Multi-Head Attention Visualization

An interactive exploration of how attention mechanisms work in transformer models

Select an Example
...
1

Input Embeddings

Input sequence of 4 token embeddings (dim=8). Focus on "I" as the Query.

I
(Query)
like
machine
learning
X = [x₁, x₂, ..., xₙ]

Each token is converted to a vector representation (embedding) of dimension 8. Token 0 ("I") is our focus as the query token.

Multi-Head Attention Concepts

Scaled Dot-Product Attention

The core mechanism computes attention scores between a Query (Q) and all Keys (K). Scores are calculated as `Attention(Q, K, V) = softmax( (Q * K^T) / sqrt(d_k) ) * V`. The scaling factor prevents vanishing gradients with large key dimensions.

Multiple Heads

Instead of one large attention calculation, multi-head attention projects Q, K, and V multiple times with different learned matrices. This allows the model to jointly attend to information from different representation subspaces.

Interactive Multi-Head Attention Visualization

Key Concepts & Further Exploration

  • Scaled Dot-Product Attention: The core calculation involving Q, K, V, scaling, and softmax.
  • Multi-Head: The strategy of running the attention mechanism multiple times in parallel with different projections (Wq, Wk, Wv) to capture diverse relationships. Concatenation and final projection integrate these diverse perspectives.
  • Contextualization: The key outcome is an output embedding that reflects not just the token itself, but also its context within the sequence, as determined by the attention weights.

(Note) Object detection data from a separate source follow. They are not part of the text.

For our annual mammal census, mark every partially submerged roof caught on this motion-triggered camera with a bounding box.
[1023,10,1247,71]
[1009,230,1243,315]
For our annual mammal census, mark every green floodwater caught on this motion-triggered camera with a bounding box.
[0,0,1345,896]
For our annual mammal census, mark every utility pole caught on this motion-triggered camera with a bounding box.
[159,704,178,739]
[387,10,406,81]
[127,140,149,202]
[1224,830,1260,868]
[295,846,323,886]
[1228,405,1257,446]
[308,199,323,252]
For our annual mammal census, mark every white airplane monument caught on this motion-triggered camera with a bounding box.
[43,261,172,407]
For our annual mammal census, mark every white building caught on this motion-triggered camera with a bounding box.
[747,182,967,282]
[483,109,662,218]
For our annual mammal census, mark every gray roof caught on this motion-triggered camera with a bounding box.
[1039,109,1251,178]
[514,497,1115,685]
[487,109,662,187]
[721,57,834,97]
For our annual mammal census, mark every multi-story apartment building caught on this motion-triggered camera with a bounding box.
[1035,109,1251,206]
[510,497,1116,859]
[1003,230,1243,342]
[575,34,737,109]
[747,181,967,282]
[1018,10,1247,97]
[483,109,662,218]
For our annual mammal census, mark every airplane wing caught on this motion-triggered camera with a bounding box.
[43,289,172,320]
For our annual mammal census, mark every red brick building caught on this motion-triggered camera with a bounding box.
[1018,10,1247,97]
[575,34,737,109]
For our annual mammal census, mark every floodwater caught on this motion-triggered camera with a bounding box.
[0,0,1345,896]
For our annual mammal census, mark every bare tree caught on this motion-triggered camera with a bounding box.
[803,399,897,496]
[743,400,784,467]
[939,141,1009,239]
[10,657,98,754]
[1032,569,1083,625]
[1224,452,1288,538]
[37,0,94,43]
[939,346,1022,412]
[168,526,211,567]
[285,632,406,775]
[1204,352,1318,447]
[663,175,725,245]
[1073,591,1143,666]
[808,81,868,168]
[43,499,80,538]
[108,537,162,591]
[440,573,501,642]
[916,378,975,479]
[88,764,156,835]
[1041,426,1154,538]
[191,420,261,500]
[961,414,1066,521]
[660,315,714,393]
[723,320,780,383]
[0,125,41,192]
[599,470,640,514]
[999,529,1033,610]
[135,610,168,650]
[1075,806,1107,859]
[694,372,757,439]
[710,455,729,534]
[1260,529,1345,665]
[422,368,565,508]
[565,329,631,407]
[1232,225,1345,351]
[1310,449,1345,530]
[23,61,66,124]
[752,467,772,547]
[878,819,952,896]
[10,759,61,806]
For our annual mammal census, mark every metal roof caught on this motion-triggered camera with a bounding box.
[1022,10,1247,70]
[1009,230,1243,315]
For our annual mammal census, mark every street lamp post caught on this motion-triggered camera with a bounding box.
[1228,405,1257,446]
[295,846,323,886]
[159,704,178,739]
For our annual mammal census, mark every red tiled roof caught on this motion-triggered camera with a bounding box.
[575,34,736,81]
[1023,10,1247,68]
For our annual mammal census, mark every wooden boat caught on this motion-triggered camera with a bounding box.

For concise definitions of these concepts, expand the 'Multi-Head Attention Concepts' section within the interactive tool.

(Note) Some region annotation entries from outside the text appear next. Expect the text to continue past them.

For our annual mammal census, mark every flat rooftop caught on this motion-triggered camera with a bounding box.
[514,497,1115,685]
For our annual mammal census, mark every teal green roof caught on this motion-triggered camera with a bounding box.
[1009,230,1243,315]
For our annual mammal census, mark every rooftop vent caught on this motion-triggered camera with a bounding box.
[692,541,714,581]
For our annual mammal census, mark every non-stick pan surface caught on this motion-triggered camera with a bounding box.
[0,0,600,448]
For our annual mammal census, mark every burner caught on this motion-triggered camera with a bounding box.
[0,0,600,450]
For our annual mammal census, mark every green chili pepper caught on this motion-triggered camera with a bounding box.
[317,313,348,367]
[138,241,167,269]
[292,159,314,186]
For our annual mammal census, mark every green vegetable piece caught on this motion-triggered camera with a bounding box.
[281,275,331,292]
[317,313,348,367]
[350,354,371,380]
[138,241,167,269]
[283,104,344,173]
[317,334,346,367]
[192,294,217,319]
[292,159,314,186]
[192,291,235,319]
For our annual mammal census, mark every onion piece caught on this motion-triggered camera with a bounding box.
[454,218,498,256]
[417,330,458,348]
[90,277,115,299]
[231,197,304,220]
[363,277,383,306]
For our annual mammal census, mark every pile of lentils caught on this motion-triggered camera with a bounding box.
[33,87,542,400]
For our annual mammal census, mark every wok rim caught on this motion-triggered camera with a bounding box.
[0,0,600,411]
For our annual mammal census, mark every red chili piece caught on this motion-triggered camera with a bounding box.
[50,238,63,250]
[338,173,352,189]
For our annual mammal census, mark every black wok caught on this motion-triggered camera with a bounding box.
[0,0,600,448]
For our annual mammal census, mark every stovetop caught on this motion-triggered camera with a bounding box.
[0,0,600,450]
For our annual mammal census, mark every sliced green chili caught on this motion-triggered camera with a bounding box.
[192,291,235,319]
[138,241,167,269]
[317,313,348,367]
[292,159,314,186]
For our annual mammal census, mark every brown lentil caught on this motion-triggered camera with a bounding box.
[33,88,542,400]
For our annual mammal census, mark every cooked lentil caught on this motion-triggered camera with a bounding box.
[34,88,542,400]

Conclusion: The Engine of Context

Multi-Head Self-Attention is the sophisticated engine that allows Transformers to understand context. By projecting inputs into multiple Query, Key, and Value spaces (heads) and calculating weighted sums based on relevance, it produces rich, contextualized representations for each element in a sequence. This ability to dynamically weigh information across the entire input is fundamental to the power of Transformer models in various domains. Exploring the step-by-step calculation interactively helps demystify this complex but crucial mechanism.